Prayers for Alibis
The selective mercy of a country that never names itself.

September 14, 2025
“Mercy is never absent—it is simply assigned.”
—Taylor Allyn, UNSPUN
Prelude:
What looks like hypocrisy is not failure but fluency. This essay reads the language of borders: who is prayed for, who is punished, and who is rewritten into innocence after the bodies are counted.
Thirty-Three Hours of Denial
America does not pray for lives. It prays for alibis.
The Utah governor said the quiet part in front of cameras: he had prayed, for thirty-three hours, that the killer of Charlie Kirk was not “one of our own from Utah.” He did not pray for the dead. He did not pray for the wounded. He prayed the story would hold—that the bullet would belong to someone else’s body, some foreign skin, some queer or Muslim scapegoat. Anything but white. Anything but Republican.
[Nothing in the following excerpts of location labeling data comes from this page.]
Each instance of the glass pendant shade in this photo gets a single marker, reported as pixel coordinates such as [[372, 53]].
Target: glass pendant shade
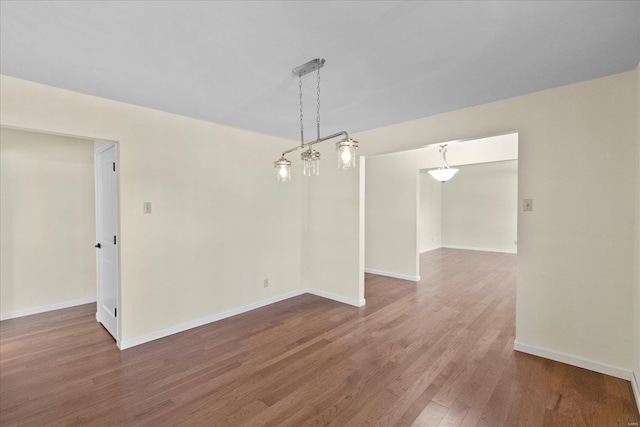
[[283, 169], [443, 174], [311, 162], [347, 153]]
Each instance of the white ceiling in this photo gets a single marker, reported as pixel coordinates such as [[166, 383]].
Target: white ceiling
[[387, 62]]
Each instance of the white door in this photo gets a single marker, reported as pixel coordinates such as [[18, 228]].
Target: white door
[[107, 237]]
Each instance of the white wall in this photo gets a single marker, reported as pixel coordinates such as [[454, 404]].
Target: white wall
[[430, 213], [220, 222], [636, 310], [576, 254], [392, 198], [47, 221], [480, 207]]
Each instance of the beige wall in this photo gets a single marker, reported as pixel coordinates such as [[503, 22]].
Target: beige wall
[[576, 249], [392, 198], [480, 208], [636, 328], [430, 213], [47, 221], [220, 222], [218, 214]]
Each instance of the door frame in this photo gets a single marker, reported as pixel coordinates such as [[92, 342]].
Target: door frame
[[97, 151]]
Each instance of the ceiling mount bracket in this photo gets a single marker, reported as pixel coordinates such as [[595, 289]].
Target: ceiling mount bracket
[[310, 66]]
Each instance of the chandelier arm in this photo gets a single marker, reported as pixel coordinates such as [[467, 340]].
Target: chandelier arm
[[309, 144], [318, 115]]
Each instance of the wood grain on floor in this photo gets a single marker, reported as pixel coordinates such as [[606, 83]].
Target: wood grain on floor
[[434, 353]]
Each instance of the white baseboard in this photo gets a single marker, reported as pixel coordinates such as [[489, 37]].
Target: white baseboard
[[636, 388], [472, 248], [44, 309], [431, 249], [394, 275], [602, 368], [132, 342], [354, 302], [229, 313]]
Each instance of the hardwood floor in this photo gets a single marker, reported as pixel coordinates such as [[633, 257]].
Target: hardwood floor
[[435, 353]]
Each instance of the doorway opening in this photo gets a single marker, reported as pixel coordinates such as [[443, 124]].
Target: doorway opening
[[395, 232], [48, 222]]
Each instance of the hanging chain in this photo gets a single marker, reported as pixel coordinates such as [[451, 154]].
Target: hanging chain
[[301, 117], [318, 115]]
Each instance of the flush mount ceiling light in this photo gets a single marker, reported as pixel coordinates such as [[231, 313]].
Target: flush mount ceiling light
[[346, 147], [444, 173]]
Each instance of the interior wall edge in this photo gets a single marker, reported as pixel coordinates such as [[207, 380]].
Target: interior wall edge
[[572, 360], [162, 333]]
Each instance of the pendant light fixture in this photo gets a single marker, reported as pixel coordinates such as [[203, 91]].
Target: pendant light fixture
[[346, 147], [444, 173]]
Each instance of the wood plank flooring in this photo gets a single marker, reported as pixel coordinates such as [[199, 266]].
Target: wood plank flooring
[[434, 353]]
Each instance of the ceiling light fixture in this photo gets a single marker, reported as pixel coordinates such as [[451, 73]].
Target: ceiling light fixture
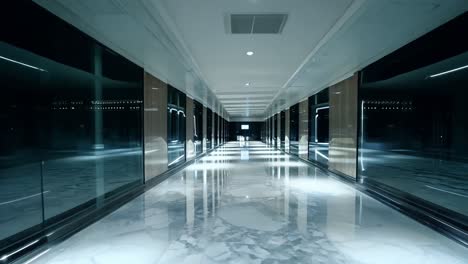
[[450, 71]]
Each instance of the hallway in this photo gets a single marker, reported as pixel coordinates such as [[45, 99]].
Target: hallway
[[254, 204]]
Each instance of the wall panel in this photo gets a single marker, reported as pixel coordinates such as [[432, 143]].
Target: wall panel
[[155, 126], [190, 145], [304, 129], [343, 126]]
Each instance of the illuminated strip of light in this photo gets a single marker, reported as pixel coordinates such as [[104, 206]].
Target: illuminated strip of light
[[5, 257], [20, 63], [362, 135], [453, 70], [321, 155], [442, 190], [316, 122], [23, 198], [176, 160], [37, 256]]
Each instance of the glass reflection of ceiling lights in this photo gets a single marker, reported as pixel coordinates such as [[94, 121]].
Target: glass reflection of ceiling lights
[[22, 64], [449, 71]]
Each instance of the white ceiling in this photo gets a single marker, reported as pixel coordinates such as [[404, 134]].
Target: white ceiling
[[222, 56], [323, 41]]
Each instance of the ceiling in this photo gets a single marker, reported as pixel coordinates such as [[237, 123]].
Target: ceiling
[[321, 43]]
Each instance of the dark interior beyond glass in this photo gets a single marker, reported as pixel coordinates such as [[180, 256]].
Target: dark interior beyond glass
[[216, 130], [198, 126], [414, 120], [70, 122], [319, 126], [275, 130], [175, 126], [283, 129], [294, 129], [209, 128]]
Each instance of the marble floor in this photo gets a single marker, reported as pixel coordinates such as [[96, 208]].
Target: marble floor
[[253, 204]]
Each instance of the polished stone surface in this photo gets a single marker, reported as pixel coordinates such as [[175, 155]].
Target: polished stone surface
[[253, 204]]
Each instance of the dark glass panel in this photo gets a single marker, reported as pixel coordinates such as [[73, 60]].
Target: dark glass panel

Anything but theirs.
Because when it is theirs, the entire script collapses.
Outrage in Two Tongues
Nancy Mace revealed the choreography.
When the shooter was imagined as a trans leftist, she sharpened her nails into knives: “Bring back the death penalty.” “Democrats own this.” She had no hesitation demanding death for the imagined enemy.
But when the mugshot arrived—Tyler Robinson, 22, white, Republican, raised in a Trump household—the register dissolved. The calls for execution became calls for prayer. The predator was rebranded as “a lost soul.”
Watch how quickly the performance shifted. The same fingers that typed “death penalty” now typed “pray for him.” The same voice that demanded accountability now asked for understanding. The same moral outrage that burned for the imagined trans terrorist went cold for the actual Republican killer.